In regulated industries such as finance, log management costs can be prohibitively high due to compliance requirements and industry standards. While numerous articles on this topic offer cost-effective log management strategies, they often focus on basic housekeeping activities such as identifying useful vs. redundant logs, implementing automated retention policies, and alerting for log spikes. This blog diverges from this approach, instead exploring novel data engineering techniques to tackle the issue of log explosion.

Cost Drivers:

Before exploring cost-saving measures, it's essential to understand the factors driving up logging costs. The two primary drivers are log volume and velocity. Log volume increases storage costs, while high velocity raises compute costs, particularly when systems perform in-line data enrichments such as geo-ip lookups , log categorizations to name a few. This is crucial, as auditors often require timely log delivery for security incident response and managing critical system availability in near-real-time. Furthermore, disaster recovery scenarios impose significant back pressure management requirements on log data during pipeline disruptions, adding to messaging infrastructure costs, such as Apache Kafka. Third-party systems with consumption-based licensing models further compound costs, where licenses are applied to ingested rather than stored logs. This can lead to higher costs for organizations that have to constantly filter out non-desirable content. Cloud providers' costs are driven by data access depending on the storage tier where logs are persisted. The choice of detection/analytics tool also impacts costs, with options including appliance-based licensing or software licenses tied to memory or CPU usage.

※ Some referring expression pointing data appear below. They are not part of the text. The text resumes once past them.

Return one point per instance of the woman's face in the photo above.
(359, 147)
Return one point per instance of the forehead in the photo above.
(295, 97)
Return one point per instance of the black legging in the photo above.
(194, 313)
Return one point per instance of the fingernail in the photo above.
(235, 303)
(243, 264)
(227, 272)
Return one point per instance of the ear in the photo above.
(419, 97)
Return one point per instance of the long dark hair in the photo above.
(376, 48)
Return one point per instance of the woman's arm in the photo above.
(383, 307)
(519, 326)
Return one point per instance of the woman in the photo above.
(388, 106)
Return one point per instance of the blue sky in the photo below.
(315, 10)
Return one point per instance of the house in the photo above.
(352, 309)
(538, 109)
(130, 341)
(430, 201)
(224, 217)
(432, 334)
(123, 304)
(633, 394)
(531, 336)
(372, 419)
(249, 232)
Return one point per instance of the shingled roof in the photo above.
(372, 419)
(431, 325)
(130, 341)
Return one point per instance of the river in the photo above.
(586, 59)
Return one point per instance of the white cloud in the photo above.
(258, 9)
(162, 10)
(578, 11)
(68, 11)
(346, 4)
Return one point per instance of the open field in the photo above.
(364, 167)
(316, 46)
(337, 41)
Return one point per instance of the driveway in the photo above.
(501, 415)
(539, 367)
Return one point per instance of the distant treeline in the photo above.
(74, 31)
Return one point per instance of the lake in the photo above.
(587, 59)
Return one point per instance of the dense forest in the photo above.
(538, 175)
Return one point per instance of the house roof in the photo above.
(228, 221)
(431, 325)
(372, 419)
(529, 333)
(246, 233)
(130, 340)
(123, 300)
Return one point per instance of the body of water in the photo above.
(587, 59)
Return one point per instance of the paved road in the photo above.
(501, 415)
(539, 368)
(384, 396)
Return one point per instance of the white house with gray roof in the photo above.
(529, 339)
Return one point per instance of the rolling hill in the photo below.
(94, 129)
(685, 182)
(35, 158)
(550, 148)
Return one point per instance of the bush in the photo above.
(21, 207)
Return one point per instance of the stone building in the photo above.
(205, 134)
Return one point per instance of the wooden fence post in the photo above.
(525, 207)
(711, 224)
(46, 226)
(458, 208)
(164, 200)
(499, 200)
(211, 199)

As you can see there are myriads of avenues where one can easily bleed money trying to manage an enterprise logging solution.Now let’s dive into how we can tame some of these cost drivers.

Log value & time based data retention policies:

With the emergence of data lakehouse and warehouse technologies, logging can be approached as a multi-faceted strategy. Configuring multiple logging destinations for high- and low-value datasets, as well as storing the same data set across different timeframes. While doing so, one can also manage a unified log access experience for the end consumer which we will cover in the Query Virtualization section. To manage this, categorize low-value logs - typically stored for audit purposes - to minimal parsing routes to cost-effective storage layers like the data lakehouse. Similarly, archive data whose value diminishes with time (e.g., 14-day or 30-day old) to low-cost storage, ensuring durability without sacrificing availability. Note that "low-cost" doesn't imply inferior solutions; query response times can still be fast (seconds or minutes), thanks to proper data partitioning, indexing, and optimized compression algorithms like zstd.

For high-value datasets accessed frequently and recent (<14-day or 30-day old) used in detection logic, store them on your preferred solution - such as Splunk, Elasticsearch, or OpenSearch. These solutions often offer storage tiering (hot, warm, cold, frozen), improving efficiency. However, compression ratios might still be limited to reduce costs per dollar of stored logs. To overcome this, combine tiering strategies with detection tools (e.g., Elasticsearch/OpenSearch) and lakehouse solutions for different use cases (detection, audit and analytics).

Query Virtualization & User Experience:

Before diving into additional log storage techniques, it's essential to consider user experience, particularly with differential data retention policies. One significant challenge is the need for analysts to navigate complex mind maps to determine which log source is persisted on which technology stack. This requires them to learn multiple access patterns, such as Splunk's SPL, Elasticsearch's DSL, and SQL, which can be overwhelming.

Query virtualization offers a solution, although it may not be extremely efficient at this time. Some solutions, like OpenSearch Direct Queries, enable querying data stored in OpenSearch formats alongside data from other sources, such as AWS S3 and CloudWatch, without requiring analysts to switch between multiple analytics tools. Similarly, building Elastic plugins can query data from Elasticsearch while accessing Apache Iceberg data .Trino, another query virtualization tool, can be used to access data using SQL across multiple RDBMS & NoSQL platforms.However, token-based searches using SQL, commonly employed by SREs and InfoSec analysts on unstructured log data, can lead to inefficiencies in query response times. Data stored in a data lakehouse often doesn't lend itself well to these searches, unless secondary indexing techniques on unstructured data are employed, which is beyond the scope of this article to elaborate.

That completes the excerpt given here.